Amazonas Energia somente pode proceder a cortes se houver débitos injustificados

O Termo de Ocorrência de Inspeção lançado unilateralmente pela Amazonas Energia contra a cliente Eliana Tavares impulsionou ação judicial contra a concessionária em que a consumidora obteve ordem para que seu bom nome não venha a ser lançado na lista de devedores que a empresa usa nos casos em que firma ter constatado ligação irregular. Em liminar concedida por Ian Andrezzo Dutra, da 17ª Vara Cível de Manaus, se concluiu que a medida deveria ser concedida para evitar a interrupção dos serviços essenciais.

Na ação subscrita pelos advogados Ediney Costa da Silva e Sebastião Brito Ramos, a autora demonstrou que houve fundamentos suficientes para que se admitisse que a empresa de energia, além de abster de um possível corte dos serviços também ficasse impedida de lançar o nome da cliente no cadastro de inadimplentes. 

Concomitantemente, a ação levou ao Judiciário o pedido de que a autora venha a ser indenizada ante a censurabilidade da conduta praticada pela empresa de energia porque a atitude da empresa, deveras, lhe tenha causado mais do que aborrecimentos. Além de concluir por desvio de energia  elétrica de forma unilateral, sem a utilização de procedimentos legais e exigíveis, a empresa ainda enviou fatura de enorme valor que em muito havia superada a média de consumos anteriores, explicou a consumidora em sua petição. 

A medida requestada foi atendida pela justiça, ao fundamento de que o serviço de energia elétrica é essencial, cuja prestação há de ser contínua, podendo ser suspensa apenas se comprovado o inadimplemento injustificado do consumidor, o que não teria se verificado no caso examinado, com a determinação de que a concessionária ficasse impedida de efetivar o corte ou o tendo feito que promovesse de imediato a religação.

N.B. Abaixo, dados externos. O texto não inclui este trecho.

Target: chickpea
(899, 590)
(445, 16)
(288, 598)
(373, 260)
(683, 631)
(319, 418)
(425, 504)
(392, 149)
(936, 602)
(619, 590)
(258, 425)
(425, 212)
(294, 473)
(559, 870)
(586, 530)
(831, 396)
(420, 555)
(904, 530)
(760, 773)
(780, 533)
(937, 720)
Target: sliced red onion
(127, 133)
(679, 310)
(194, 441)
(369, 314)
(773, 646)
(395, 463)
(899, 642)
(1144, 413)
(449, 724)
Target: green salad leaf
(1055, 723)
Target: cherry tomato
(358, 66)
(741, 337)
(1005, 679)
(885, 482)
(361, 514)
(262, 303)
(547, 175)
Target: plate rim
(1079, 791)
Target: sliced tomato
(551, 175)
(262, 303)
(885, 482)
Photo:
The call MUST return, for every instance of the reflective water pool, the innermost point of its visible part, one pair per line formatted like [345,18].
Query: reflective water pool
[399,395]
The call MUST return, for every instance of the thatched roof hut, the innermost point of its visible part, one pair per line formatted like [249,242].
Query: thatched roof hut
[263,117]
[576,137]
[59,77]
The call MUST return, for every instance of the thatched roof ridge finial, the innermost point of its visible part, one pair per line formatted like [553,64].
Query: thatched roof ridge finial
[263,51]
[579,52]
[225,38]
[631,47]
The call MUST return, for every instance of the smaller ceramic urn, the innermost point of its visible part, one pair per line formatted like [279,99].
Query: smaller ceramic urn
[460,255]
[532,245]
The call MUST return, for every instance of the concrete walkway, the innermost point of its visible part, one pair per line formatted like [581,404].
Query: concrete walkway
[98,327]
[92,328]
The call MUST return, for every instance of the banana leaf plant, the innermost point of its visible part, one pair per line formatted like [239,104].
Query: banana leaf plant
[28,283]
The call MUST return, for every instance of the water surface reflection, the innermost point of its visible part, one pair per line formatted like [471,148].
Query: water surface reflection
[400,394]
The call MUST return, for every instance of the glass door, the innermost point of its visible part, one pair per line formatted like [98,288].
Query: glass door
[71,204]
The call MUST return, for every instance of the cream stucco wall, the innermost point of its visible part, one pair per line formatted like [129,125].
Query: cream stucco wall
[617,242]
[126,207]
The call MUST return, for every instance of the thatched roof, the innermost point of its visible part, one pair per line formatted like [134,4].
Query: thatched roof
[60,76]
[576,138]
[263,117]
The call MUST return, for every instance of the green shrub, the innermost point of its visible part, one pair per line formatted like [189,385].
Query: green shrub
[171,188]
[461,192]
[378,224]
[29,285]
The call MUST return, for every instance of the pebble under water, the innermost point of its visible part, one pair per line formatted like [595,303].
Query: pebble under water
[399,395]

Processo nº 0746738-48.2022.8.04.0001

Leia o acórdão:

ADV: EDINEY COSTA DA SILVA (OAB 7646/AM) – Processo 0746738-48.2022.8.04.0001 – Procedimento do Juizado Especial Cível – Práticas Abusivas – AUTORA: Eliana da Silva Tavares – Forte nessas razões e satisfeitos os pressupostos do art. 300 do CPC, determino à parte requerida que se abstenha de promover a inscrição do nome da parte requerente nos cadastros de proteção ao crédito, relativamente exclusivamente aos débitos mencionados na peça de ingresso, referente aos meses de agosto de 2021 a fevereiro de 2022, ou, caso já o tenha feito, que promova a necessária exclusão, no prazo de cinco dias úteis, sob pena de multa diária de R$300,00 (trezentos reais), até o limite de 15 dias, pelo  descumprimento deste preceito, a ser revertida em favor da parte suplicante. Determino, outrossim, que a concessionária ré se abstenha de interromper o fornecimento de energia elétrica à unidade consumidora da parte demandante, em razão das dívidas objeto deste feito, ou retome o fornecimento em 48 horas, se já interrompido, cominando multa de R$1.000,00 (mil reais) por dia de interrupção em descumprimento deste decisum, limitada a 10 dias. Cuidando-se, pois, de ação fundada em relação de consumo, em que reconheço a hipossufi ciência técnica e econômica da parte autora, inverto o ônus da prova a seu favor, cabendo ao réu a efetiva demonstração da regularidade de sua conduta, na esteira do art. 6°, VIII do CDC. Considerando o aumento exponencial dos feitos distribuídos às unidades que integram o microssistema dos juizados especiais, a exigir o emprego de múltiplas ferramentas de gestão, a fi m de elidir o comprometimento da eficiência do serviço judiciário; primando pelos princípios da razoável duração do processo, economia processual, efetividade e da instrumentalidade das formas que norteiam a Lei 9.009/95; que a matéria tratada na presente ação é, em geral, de direito, e em processos semelhantes já se mostrou remota a possibilidade de acordo; FICA O RÉU, desde já citado e intimado a apresentar sua contestação, em 15 dias, e sendo o caso, apresentar proposta de acordo, no bojo de sua defesa. No mesmo prazo, pode pugnar pelo julgamento antecipado da lide. A necessidade de produção de prova em audiência deve ser especificada e demonstrada, de forma inequívoca, para que seja incluída em pauta. Dispensada a realização da audiência de conciliação, instrução e julgamento, os autos serão conclusos à sentença. Intimem-se e cite-se

Leia mais

Sem prova de ilegalidade, Justiça não substitui avaliação de comissão de heteroidentificação

Segundo a decisão, o controle judicial é possível, mas não autoriza a substituição automática da avaliação administrativa. A Justiça Federal negou o pedido de liminar...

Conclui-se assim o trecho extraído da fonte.